It happens to be a very sunny day in New York, and it probably shouldn't put a cloud in anyone's sky that Woody Allen's latest film, A Rainy Day in New York, has been indefinitely shelved by Amazon, despite the popularity of its young stars Selena Gomez and Timothée Chalamet. The news comes after allegations dating back to 1992 that Allen sexually assaulted his then 7-year-old adopted daughter, Dylan Farrow, reemerged in public discussion in the midst of the #MeToo movement and with a now adult Farrow going public. It also comes after news that Allen has no plans to direct another film anytime soon.
While the case was highly covered at the time, it didn't slow down Allen's career in the '90s. He continued releasing one film a year, every year as he always had. Hollywood wasn't going to stand in his way. What's changed?
Well, the public just doesn't seem interested in seeing anything more out of the man, and, rightfully, Hollywood has decided that maybe his time is up.
Amazon still released Wonder Wheel, a film co-starring Kate Winslet and Justin Timberlake, last year amid the controversy, but the film only generated $15.4 million at the box office, about $10 million below its budget—and the lowest performance of any Allen film in 15 years.
Awkwardly and somewhat untypical for an Allen film, the production of A Rainy Day had grabbed the attention of Generation Z for reasons that had nothing to do with the director.
The film stars Selena Gomez, she of the largest following on Instagram, and Timothée Chalamet, everyone's new pretend boyfriend (well, at least until Noah Centineo came along). Pictures of the pair kissing on set titillated the young Internet.
Elle Fanning, Jude Law, Suki Waterhouse, Rebecca Hall, and Diego Luna also co-star.
On top of the Allen situation, leaked plot points also caused concerns. Law's character reportedly flirts with Fanning's character, who is a 15-year-old pretending to be 21. Relationships between older men and younger women have been a continuing trope in Allen's filmography, including female characters under the age of 18.
Obvious problematics aside, there'll still be some who cry "censorship" and what not, and maybe others who just wanted to see Chalamet and Gomez opposite each other onscreen.
The reality though is that the film's shelving is likely no great loss to cinema. Allen's career has always been one that prizes quantity, with only occasional bursts of quality.
In recent years he's also taken a habit of churning out lazy, critically abhorred filmed starring young Hollywood talent.
It's as if Hollywood agents send their rising stars, the kind who have caught popular interest but still not totally cemented themselves as critical darlings, off to Woody Allen camp.

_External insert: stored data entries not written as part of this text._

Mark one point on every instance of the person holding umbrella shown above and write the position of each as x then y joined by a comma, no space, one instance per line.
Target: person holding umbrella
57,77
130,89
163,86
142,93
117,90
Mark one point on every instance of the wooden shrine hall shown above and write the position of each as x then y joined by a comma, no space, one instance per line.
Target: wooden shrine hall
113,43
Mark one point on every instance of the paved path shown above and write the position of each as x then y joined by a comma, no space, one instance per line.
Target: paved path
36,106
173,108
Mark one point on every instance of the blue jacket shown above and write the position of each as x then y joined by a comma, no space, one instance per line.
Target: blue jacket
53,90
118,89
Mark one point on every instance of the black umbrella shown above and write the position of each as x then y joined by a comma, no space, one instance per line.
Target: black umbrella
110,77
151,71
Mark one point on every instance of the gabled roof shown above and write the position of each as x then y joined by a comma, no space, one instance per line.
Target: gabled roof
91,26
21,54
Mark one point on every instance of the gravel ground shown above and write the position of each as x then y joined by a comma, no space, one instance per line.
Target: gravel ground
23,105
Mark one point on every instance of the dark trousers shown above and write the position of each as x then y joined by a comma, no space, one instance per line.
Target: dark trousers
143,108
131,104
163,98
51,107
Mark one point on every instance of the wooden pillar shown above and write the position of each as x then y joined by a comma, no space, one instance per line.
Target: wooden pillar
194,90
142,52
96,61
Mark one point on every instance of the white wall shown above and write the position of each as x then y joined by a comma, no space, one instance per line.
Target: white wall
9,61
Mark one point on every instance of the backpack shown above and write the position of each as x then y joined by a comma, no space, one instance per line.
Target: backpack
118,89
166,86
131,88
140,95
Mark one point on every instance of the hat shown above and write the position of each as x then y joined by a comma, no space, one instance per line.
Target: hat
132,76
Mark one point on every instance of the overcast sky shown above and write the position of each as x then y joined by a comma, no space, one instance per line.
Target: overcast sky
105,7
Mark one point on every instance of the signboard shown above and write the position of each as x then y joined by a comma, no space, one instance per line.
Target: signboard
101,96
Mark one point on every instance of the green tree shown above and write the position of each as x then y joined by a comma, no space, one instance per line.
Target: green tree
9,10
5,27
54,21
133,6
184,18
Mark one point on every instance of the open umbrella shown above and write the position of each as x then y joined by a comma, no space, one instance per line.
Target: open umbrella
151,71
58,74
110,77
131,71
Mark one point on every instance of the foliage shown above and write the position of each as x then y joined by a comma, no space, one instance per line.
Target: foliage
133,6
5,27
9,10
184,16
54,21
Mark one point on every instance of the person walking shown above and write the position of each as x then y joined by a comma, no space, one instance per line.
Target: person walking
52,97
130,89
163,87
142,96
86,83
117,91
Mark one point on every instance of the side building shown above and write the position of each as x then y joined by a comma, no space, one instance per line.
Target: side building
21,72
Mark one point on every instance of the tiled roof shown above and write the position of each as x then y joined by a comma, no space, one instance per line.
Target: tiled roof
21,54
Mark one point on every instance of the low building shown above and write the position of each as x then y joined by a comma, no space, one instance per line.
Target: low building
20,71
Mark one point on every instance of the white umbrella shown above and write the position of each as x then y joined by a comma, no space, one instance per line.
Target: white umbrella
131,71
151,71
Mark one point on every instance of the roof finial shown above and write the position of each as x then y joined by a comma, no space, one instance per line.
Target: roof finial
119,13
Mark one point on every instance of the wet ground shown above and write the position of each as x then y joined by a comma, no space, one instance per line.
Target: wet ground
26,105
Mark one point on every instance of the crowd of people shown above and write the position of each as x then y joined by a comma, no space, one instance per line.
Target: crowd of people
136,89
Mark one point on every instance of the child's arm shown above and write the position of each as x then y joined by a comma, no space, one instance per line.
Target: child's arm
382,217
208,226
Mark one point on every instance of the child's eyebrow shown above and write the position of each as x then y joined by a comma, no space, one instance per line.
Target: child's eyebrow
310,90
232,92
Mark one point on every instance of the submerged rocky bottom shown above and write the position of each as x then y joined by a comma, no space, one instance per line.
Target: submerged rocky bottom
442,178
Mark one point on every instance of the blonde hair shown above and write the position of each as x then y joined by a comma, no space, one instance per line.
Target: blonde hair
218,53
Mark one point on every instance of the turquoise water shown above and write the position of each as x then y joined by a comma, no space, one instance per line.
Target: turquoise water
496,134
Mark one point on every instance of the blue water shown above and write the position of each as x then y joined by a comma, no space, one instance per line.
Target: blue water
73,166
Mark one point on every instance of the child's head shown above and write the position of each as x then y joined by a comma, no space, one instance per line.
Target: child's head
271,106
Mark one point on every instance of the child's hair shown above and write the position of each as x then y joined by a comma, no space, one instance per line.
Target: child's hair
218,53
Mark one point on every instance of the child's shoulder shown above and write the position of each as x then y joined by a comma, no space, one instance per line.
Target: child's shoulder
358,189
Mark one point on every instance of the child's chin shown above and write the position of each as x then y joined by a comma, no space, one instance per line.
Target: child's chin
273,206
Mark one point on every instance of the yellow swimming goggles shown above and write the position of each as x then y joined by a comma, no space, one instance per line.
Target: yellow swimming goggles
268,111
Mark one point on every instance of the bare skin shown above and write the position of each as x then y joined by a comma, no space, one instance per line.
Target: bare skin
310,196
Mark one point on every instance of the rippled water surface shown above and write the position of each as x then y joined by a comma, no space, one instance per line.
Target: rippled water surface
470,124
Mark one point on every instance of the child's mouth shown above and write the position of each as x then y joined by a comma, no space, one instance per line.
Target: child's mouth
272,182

It added a bit of perceived prestige to their IMDb page, and even if the film was a complete and total critical flop, at least the actor could say they still worked with Allen.
In between her stint in the Spider-man franchise and eventually winning an Oscar, Emma Stone did three Woody Allen films in three years. No one really saw them, and those who did didn't talk about them for long. Café Society, from 2016, counted Kristen Stewart and Blake Lively, two of the Internet's favorite actresses, among its cast, but it failed to make much of a dent with anyone. Ellen Page, Scarlett Johansson, Greta Gerwig, Christina Ricci, and Evan Rachel Wood all found themselves in Allen projects during pivotal moments in their career and didn't get much to show from it aside from a Woody Allen credit. Miley Cyrus made an entire television series with Allen. The reaction from the wider public? Politely ignoring that it existed, as the public had of so much of Allen's recent work.
There's a really strong chance that A Rainy Day was going to be a similar dud, and most of the actors involved have already washed their hands of the project.
Chalamet, Gomez, and Hall have all donated their salaries from the film to charity.